A short story by Mina Wong
My name is Gabriel Henry. I was born in Thunder Bay and lived there until the end of Grade eleven.
My parents were teenagers who split up and left town when I was four months old. In the absence of immediate family, my mother’s fourth cousin, Mary Henry raised me on her fixed pension. Mary did her best with me but being elderly, she could only do so much. Then she died of old age when I was eighteen. Poor and on my own, I left for Toronto in search of big-city opportunities.
A shiny beginning…
Toronto was fun for several years. I didn’t mind a waiter’s crazy shifts; I even bunked in dark, musty rooms. But without a proper education, I didn’t know how to get ahead. At a downtown diner, I met Todd who said I was gorgeous “like a movie star”. After tipping me generously, he invited me to dinner at the CN Tower with a big surprise: “Come and live with me.”
Soon, I moved into a bright and airy penthouse where my life was turning around with Todd in charge. “You belong here with me. Just let me worry about everything.”
At thirty-four, Todd was twelve years my senior. A successful stockbroker, he was bold and dapper, although sometimes nit-picking and a bit quick to criticize. He liked fresh-laundered clothes and a squeaky-clean apartment. He appreciated fine foods and artsy decor. He wanted to take care of me, and he made most decisions about our life together.
Todd was protective of me. He didn’t want me to work. He also asked many questions about my acquaintances whom he hadn’t met. Slowly, I decided it was simpler if I just associated with his friends without making a fuss. Some three years later, I was restless about going back to school and working again. I suggested that I could try a part-time job first.

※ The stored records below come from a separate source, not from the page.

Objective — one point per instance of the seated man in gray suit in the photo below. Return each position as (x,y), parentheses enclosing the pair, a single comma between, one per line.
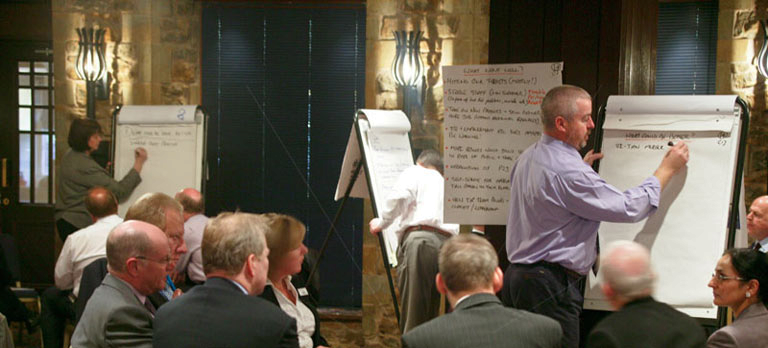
(118,313)
(640,321)
(469,277)
(224,311)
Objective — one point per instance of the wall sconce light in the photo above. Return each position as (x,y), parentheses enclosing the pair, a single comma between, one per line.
(408,72)
(91,65)
(762,56)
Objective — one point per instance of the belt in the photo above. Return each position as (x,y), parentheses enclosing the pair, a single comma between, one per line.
(569,272)
(428,228)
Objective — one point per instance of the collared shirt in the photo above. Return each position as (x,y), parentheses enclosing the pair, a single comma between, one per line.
(462,299)
(192,260)
(764,245)
(557,202)
(142,298)
(416,199)
(305,320)
(239,286)
(80,249)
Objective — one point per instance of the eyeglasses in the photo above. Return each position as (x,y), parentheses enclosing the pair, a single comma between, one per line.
(721,278)
(163,261)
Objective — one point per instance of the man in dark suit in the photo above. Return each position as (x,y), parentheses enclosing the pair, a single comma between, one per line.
(469,277)
(223,312)
(640,321)
(119,314)
(164,212)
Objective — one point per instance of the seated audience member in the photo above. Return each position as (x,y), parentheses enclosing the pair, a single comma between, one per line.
(286,254)
(10,305)
(224,311)
(119,313)
(757,223)
(191,263)
(639,321)
(469,277)
(80,249)
(162,211)
(740,282)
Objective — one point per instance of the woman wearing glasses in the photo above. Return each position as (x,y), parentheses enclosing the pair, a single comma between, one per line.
(740,282)
(286,253)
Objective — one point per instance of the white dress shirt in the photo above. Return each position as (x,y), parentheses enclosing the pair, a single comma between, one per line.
(80,249)
(416,199)
(305,320)
(192,260)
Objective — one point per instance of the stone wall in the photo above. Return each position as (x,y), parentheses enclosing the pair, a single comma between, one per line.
(455,33)
(739,40)
(152,49)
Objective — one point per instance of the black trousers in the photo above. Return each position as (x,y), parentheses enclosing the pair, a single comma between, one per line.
(57,308)
(65,229)
(547,289)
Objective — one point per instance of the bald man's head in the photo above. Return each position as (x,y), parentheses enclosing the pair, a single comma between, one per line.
(100,202)
(191,200)
(757,219)
(139,254)
(626,271)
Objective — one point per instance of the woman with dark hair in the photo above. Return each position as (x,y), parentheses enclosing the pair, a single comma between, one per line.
(79,172)
(286,253)
(740,282)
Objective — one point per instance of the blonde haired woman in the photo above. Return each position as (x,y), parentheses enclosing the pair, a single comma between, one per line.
(286,253)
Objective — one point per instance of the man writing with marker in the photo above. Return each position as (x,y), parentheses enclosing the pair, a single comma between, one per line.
(557,202)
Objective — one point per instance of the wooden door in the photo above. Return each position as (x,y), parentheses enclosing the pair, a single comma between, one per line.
(27,150)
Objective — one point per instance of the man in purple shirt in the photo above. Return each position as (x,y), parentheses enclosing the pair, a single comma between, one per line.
(557,202)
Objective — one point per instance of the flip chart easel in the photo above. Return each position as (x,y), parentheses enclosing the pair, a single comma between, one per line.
(379,142)
(699,209)
(174,137)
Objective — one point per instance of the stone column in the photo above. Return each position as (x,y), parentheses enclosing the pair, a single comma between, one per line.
(455,33)
(152,50)
(739,39)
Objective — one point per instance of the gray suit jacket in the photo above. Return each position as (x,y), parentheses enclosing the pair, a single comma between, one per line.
(749,330)
(113,317)
(482,321)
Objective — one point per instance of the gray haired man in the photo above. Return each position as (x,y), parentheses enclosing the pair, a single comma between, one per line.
(639,321)
(469,277)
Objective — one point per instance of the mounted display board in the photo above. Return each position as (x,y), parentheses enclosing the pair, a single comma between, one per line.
(689,231)
(379,138)
(174,137)
(491,117)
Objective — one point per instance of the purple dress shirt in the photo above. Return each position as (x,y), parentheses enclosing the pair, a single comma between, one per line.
(557,202)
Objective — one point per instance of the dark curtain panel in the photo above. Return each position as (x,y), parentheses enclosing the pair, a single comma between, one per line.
(687,44)
(304,66)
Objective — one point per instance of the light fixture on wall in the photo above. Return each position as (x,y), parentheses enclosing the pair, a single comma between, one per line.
(762,56)
(408,71)
(91,65)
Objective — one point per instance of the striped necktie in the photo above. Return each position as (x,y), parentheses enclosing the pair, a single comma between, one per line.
(149,306)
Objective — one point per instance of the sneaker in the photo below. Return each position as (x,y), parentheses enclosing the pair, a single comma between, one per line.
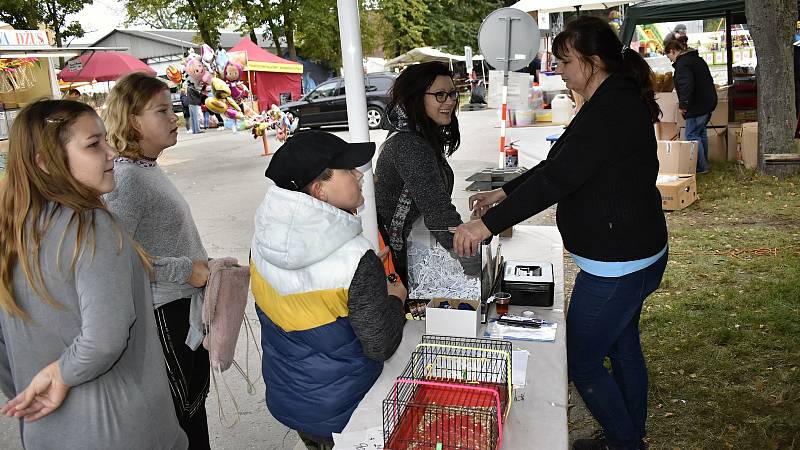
(590,444)
(600,443)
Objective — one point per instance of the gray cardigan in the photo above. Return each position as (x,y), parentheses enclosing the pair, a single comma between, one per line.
(103,334)
(152,210)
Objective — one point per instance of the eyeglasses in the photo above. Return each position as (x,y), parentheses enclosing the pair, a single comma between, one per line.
(442,96)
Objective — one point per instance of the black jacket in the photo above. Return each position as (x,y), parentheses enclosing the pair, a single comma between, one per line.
(696,92)
(602,173)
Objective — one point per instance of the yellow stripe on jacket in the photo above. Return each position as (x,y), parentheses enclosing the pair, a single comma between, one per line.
(301,311)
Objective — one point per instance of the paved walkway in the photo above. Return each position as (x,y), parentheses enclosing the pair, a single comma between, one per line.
(221,174)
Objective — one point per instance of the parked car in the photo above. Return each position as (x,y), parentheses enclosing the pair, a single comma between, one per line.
(175,96)
(326,104)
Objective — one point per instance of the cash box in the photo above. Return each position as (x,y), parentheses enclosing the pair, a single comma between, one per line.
(530,283)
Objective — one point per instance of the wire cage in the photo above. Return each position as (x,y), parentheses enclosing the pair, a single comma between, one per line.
(454,391)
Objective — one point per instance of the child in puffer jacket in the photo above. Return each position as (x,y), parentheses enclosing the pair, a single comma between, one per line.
(329,317)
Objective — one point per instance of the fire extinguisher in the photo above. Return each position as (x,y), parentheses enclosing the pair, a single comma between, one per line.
(512,158)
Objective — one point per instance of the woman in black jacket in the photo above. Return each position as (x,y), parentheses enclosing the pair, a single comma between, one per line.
(602,174)
(414,178)
(697,96)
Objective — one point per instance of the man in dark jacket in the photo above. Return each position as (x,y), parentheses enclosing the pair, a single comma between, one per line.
(697,96)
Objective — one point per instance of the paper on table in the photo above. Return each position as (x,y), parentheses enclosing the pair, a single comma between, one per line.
(369,439)
(519,367)
(545,333)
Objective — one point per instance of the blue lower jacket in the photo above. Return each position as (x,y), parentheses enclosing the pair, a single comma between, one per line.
(315,378)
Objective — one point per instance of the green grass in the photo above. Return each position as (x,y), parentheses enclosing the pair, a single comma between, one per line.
(722,334)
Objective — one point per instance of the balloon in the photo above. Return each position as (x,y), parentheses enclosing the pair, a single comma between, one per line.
(220,88)
(207,53)
(232,103)
(197,72)
(222,58)
(174,74)
(233,114)
(233,72)
(216,105)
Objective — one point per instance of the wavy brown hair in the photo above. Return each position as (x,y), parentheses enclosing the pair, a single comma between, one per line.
(128,98)
(38,185)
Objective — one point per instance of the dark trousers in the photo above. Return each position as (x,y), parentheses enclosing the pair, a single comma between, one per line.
(603,320)
(187,371)
(696,130)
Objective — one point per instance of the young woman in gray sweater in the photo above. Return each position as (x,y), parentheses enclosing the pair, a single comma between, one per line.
(79,352)
(414,178)
(141,125)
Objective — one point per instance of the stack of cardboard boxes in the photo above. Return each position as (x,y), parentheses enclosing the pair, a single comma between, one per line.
(726,140)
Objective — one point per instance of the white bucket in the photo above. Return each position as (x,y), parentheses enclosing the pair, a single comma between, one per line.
(562,109)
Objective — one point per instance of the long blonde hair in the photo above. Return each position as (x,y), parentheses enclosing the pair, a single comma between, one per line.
(128,98)
(31,195)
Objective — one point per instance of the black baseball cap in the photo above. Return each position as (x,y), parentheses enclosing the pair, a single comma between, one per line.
(307,154)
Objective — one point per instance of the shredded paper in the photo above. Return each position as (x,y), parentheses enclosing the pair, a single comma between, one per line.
(434,273)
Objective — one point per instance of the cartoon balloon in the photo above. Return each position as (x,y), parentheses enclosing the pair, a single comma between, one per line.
(174,74)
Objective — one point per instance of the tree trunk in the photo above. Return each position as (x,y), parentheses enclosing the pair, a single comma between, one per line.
(772,25)
(276,37)
(289,28)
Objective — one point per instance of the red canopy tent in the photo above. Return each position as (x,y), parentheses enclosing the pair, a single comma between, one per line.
(103,66)
(269,75)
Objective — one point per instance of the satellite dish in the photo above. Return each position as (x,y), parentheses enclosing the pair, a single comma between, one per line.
(508,39)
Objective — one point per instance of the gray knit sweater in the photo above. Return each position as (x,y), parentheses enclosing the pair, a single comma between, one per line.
(408,162)
(103,335)
(152,210)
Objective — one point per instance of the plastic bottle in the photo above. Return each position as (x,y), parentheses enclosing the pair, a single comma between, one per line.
(562,109)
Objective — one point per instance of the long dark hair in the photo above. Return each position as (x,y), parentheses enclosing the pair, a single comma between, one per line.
(408,93)
(592,36)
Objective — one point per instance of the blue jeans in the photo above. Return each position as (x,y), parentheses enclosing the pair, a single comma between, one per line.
(696,131)
(603,320)
(194,120)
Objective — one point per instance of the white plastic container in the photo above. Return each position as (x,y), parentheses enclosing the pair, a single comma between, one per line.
(562,109)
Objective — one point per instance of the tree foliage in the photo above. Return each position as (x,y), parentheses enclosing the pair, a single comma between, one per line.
(170,14)
(28,14)
(318,31)
(406,24)
(452,24)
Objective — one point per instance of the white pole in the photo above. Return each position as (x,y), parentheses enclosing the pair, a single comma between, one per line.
(352,66)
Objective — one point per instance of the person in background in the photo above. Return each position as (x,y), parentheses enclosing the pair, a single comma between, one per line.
(186,107)
(141,125)
(697,95)
(329,316)
(195,101)
(79,354)
(73,94)
(676,33)
(414,178)
(610,219)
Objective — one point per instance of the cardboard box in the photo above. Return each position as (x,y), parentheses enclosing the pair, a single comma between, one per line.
(454,321)
(677,191)
(749,145)
(666,131)
(677,157)
(734,139)
(719,117)
(717,143)
(668,102)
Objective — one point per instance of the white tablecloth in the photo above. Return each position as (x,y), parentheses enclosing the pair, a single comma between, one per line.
(538,417)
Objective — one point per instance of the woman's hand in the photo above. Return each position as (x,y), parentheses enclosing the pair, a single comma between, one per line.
(199,276)
(482,201)
(397,289)
(44,395)
(468,237)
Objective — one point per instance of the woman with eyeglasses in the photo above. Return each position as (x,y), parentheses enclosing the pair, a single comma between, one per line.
(413,176)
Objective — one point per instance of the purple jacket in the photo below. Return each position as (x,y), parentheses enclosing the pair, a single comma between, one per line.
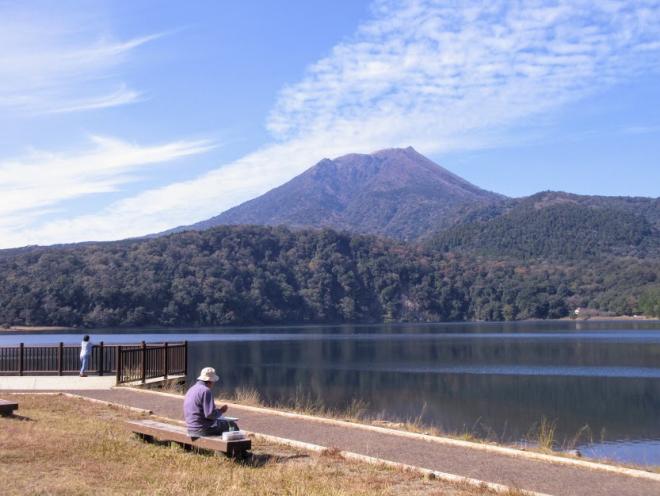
(199,408)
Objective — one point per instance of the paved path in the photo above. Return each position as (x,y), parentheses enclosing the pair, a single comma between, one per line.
(533,475)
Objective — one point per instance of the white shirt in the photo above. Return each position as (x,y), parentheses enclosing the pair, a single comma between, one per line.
(85,348)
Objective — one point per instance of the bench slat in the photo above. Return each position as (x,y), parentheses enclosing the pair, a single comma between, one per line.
(8,406)
(168,432)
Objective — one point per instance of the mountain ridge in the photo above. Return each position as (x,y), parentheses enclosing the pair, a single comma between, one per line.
(396,192)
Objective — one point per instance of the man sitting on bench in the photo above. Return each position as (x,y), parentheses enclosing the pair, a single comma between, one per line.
(199,411)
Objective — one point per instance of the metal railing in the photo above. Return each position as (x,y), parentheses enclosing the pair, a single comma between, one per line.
(129,362)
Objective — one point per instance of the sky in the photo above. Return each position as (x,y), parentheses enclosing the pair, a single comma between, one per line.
(120,119)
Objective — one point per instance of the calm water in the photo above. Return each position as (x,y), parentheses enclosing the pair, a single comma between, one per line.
(600,382)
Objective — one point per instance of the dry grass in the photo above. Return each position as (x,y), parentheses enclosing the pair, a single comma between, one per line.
(63,446)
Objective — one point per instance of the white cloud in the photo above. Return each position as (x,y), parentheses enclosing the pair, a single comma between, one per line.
(55,64)
(38,183)
(437,75)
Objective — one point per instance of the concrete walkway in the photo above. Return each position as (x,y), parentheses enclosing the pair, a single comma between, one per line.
(55,383)
(462,459)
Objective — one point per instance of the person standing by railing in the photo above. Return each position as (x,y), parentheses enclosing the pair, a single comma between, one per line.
(86,347)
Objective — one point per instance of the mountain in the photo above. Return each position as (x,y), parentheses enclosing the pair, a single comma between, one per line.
(557,225)
(397,193)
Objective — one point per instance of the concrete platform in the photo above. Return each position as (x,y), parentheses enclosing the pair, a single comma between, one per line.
(55,383)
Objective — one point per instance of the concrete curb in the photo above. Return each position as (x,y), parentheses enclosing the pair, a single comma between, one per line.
(447,441)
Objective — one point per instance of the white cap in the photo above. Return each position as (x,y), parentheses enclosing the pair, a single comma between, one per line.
(208,374)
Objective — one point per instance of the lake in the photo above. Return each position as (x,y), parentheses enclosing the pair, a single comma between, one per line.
(599,382)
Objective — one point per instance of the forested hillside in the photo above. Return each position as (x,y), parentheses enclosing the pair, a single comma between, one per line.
(239,275)
(558,226)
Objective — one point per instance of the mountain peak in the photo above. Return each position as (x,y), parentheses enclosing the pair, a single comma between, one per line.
(396,192)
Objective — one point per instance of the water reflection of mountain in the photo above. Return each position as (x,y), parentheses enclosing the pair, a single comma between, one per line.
(406,378)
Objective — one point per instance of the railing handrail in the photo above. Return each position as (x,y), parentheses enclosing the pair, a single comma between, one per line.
(106,345)
(150,360)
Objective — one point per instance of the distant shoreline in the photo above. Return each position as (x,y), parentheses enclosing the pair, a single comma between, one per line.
(48,329)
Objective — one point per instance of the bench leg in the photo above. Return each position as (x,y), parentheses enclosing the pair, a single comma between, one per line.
(144,437)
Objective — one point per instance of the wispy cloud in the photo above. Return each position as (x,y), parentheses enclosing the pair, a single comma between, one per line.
(40,182)
(54,66)
(438,75)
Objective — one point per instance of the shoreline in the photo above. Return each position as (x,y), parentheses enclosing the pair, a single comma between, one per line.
(157,329)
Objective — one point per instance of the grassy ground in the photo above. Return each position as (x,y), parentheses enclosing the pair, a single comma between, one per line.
(541,437)
(63,446)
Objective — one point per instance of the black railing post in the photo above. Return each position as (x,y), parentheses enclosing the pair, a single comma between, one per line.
(101,363)
(20,358)
(185,358)
(144,362)
(60,358)
(118,364)
(166,362)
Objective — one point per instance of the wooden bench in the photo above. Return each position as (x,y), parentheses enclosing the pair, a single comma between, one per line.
(8,407)
(150,430)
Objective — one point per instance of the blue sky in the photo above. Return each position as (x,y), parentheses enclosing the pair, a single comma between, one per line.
(119,119)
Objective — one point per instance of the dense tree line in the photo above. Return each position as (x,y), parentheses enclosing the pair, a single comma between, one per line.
(241,275)
(561,231)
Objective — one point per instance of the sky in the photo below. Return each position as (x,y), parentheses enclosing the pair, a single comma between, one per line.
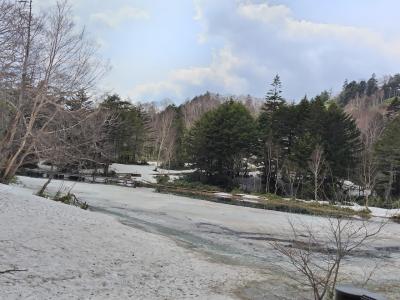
(177,49)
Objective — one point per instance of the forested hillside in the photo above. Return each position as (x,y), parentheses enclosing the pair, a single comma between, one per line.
(310,148)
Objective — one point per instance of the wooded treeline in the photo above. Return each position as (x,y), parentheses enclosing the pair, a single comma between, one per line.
(48,68)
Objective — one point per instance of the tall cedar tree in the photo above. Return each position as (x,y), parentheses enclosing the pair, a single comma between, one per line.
(387,151)
(130,132)
(221,141)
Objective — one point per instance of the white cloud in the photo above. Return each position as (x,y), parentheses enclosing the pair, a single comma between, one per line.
(181,82)
(296,29)
(258,40)
(115,18)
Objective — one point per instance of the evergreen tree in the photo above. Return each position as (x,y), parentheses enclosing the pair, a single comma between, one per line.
(221,141)
(372,85)
(129,134)
(274,98)
(387,151)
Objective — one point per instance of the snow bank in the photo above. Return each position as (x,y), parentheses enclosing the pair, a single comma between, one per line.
(147,172)
(69,253)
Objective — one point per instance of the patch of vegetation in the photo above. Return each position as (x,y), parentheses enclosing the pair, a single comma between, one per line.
(162,179)
(311,208)
(14,180)
(194,185)
(395,218)
(71,199)
(269,202)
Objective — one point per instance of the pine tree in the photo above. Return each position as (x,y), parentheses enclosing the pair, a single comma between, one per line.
(274,99)
(221,141)
(387,151)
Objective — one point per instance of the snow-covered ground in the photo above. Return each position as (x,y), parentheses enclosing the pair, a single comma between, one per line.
(228,236)
(68,253)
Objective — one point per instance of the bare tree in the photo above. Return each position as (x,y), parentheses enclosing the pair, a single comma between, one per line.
(316,252)
(371,129)
(317,168)
(56,61)
(164,133)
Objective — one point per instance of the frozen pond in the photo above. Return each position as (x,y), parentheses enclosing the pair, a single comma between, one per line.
(229,234)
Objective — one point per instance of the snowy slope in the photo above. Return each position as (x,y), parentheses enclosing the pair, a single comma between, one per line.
(69,253)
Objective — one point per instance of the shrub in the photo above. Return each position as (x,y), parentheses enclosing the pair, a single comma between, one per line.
(162,179)
(395,218)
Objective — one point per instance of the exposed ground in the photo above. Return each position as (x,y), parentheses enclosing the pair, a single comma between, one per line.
(213,251)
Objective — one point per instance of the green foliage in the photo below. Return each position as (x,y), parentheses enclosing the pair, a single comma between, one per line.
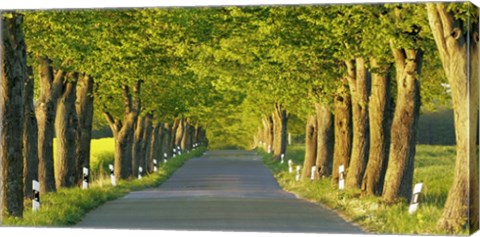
(434,167)
(225,67)
(68,205)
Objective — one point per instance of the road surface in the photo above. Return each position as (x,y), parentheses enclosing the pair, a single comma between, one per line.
(220,191)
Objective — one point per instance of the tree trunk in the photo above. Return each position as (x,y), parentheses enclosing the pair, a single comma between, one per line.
(280,119)
(123,148)
(399,174)
(359,89)
(175,127)
(123,132)
(343,133)
(167,139)
(147,140)
(197,133)
(379,114)
(179,135)
(155,149)
(14,72)
(50,87)
(30,138)
(459,54)
(65,129)
(310,146)
(325,141)
(84,108)
(185,142)
(137,158)
(191,137)
(268,129)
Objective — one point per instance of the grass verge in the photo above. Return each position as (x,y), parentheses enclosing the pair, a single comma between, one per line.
(433,166)
(68,205)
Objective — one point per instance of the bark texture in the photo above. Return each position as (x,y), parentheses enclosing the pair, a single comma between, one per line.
(343,133)
(359,89)
(147,139)
(399,174)
(324,157)
(280,119)
(167,139)
(50,87)
(379,116)
(65,129)
(123,132)
(30,138)
(310,146)
(459,54)
(84,108)
(179,133)
(156,144)
(13,71)
(138,144)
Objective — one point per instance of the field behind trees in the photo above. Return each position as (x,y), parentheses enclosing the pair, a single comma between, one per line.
(433,168)
(353,79)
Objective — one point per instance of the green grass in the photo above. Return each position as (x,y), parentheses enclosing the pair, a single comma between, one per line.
(433,166)
(68,205)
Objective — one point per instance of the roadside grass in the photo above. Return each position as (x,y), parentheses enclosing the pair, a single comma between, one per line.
(433,166)
(67,206)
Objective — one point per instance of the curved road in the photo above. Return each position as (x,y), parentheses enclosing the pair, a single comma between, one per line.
(222,190)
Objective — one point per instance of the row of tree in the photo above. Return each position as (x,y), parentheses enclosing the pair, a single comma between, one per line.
(61,105)
(384,51)
(352,73)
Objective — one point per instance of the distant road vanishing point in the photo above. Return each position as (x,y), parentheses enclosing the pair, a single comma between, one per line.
(224,190)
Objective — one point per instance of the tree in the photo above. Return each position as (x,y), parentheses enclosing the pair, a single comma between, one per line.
(408,54)
(84,108)
(30,137)
(66,123)
(455,30)
(13,71)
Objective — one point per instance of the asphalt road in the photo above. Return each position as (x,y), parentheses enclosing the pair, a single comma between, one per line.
(220,191)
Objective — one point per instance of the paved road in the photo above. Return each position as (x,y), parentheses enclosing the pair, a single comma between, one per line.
(222,190)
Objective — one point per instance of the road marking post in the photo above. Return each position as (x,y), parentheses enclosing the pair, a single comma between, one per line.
(36,195)
(85,178)
(297,176)
(155,169)
(312,173)
(112,175)
(415,198)
(341,178)
(140,170)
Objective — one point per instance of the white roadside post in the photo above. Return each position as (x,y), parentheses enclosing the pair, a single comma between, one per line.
(415,198)
(85,178)
(155,169)
(36,195)
(341,178)
(297,176)
(112,175)
(140,170)
(312,173)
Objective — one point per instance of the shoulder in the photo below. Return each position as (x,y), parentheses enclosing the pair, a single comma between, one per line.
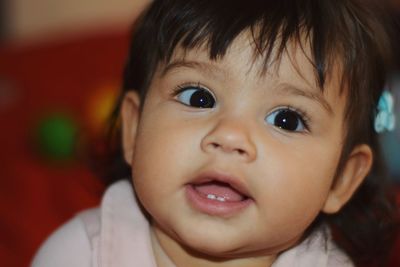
(71,244)
(316,250)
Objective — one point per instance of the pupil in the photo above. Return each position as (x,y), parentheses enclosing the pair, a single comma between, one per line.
(287,120)
(202,99)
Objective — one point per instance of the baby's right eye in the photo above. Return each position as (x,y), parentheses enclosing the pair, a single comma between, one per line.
(197,97)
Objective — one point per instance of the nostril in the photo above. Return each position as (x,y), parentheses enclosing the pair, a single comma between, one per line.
(215,145)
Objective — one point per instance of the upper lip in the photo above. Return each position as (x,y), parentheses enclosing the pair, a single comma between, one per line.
(232,181)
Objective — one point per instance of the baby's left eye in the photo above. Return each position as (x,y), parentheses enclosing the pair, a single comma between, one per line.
(287,119)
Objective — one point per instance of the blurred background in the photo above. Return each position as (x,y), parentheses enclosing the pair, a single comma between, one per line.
(60,70)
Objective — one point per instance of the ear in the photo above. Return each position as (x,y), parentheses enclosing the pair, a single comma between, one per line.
(354,172)
(130,118)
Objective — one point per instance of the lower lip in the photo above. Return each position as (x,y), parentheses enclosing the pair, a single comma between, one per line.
(215,207)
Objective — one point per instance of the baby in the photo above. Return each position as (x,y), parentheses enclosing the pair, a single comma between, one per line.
(250,128)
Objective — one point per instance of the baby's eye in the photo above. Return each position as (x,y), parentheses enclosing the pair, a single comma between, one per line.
(196,97)
(287,119)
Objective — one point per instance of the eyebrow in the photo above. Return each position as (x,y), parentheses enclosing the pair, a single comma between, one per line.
(206,68)
(286,88)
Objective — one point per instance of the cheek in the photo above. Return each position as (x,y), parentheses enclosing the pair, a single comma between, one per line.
(297,183)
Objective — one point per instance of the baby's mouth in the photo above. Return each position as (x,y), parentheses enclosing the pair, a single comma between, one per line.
(220,196)
(219,191)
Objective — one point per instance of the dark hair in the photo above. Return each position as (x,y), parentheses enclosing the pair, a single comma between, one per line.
(351,33)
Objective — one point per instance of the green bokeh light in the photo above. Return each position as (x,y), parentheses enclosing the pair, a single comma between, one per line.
(56,136)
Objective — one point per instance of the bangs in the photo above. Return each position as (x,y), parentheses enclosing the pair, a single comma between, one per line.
(271,24)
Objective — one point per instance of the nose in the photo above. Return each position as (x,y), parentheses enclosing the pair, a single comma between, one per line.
(230,137)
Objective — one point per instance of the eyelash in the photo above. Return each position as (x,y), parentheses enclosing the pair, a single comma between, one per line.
(303,116)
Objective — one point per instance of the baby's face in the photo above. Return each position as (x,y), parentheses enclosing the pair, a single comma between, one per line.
(229,161)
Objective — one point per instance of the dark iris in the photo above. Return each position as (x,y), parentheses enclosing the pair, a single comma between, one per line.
(287,120)
(202,99)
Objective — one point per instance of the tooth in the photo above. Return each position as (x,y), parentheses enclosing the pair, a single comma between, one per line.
(211,196)
(222,199)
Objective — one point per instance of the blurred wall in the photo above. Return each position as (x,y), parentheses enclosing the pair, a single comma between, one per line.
(37,19)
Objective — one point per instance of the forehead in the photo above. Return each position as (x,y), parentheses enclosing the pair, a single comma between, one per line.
(243,59)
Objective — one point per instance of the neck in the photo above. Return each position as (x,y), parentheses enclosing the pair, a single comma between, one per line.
(169,253)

Todd was amused. “But where would you do that?”
When I mentioned a neighborhood agency where my skills could be assessed, and where counselors could help me find work, he turned puzzled. “Oh, you want minimum wage? It’s a jungle out there. Do you really want all the stress?”
In tears, I begged Todd to understand that I wanted an education and a career. I also said I was interested in drama, and a downtown college had just the program for me. Sobbing, I asked how he could be so mean: “You’ve just reduced my dreams to low wages, brawl, trouble …”
Todd seemed to regret his hasty criticism, and seeing my distress, he softened a bit. “Okay, if you’re serious about this stuff, we’ll talk about it later.” But every time I mentioned college courses, Todd would say something like, “You know, we can spend that money all on you at the Stratford Festival.” In the end, I never set foot in any school. I also realized if I wanted an education, I’d need to pay for it.
Fifteen years later…
After fifteen years with Todd, I’m middle-aged, married, and living in a beautiful Art Deco penthouse. We enjoy well-invested assets, excellent fitness facilities, and exotic holidays. But I have neither a career nor concrete plans to go back to school. I have also molded my whole world around a single identity: Todd McIver’s spouse.
A fitness magazine shows me how people self-direct to achieve goals based on how well they can meet their needs. These needs start from basic ones such as food, water, and shelter, to higher ones such as identity and sense of belonging, to even higher ones such as self-esteem and significant relationships, to ultimately their highest desires and success – as lower needs are met.
I haven’t looked at my needs very much outside of marriage. My life revolved around it, and we’ve vowed to take care of each other for life – even if things are not exactly suited to me. Todd’s happiness and our marital stability have always come first. At this juncture, how should I tell Todd about my needs and goals? How can I help him see that I’ve matured since I was a twenty-two-year-old waiter? Furthermore, can Todd understand that having my own success may make me a more interesting partner to him?
My dilemma needs guidance from people who can help me. I remember how my teachers always supported Aunt Mary and me back in Thunder Bay. I wish a teacher or counselor could give me some advice now.
But I’ll try talking with Todd first. We have a lot to sort out as mature adults, such as learning about needs and how to meet them – for ourselves and each other. I’m hoping Todd and I can work things out and still take care of each other like we’ve solemnly promised. I’ll try discussing these matters calmly and respectfully as evidence of my maturity. These would be the first steps in self-direction and maybe the kind of success I want.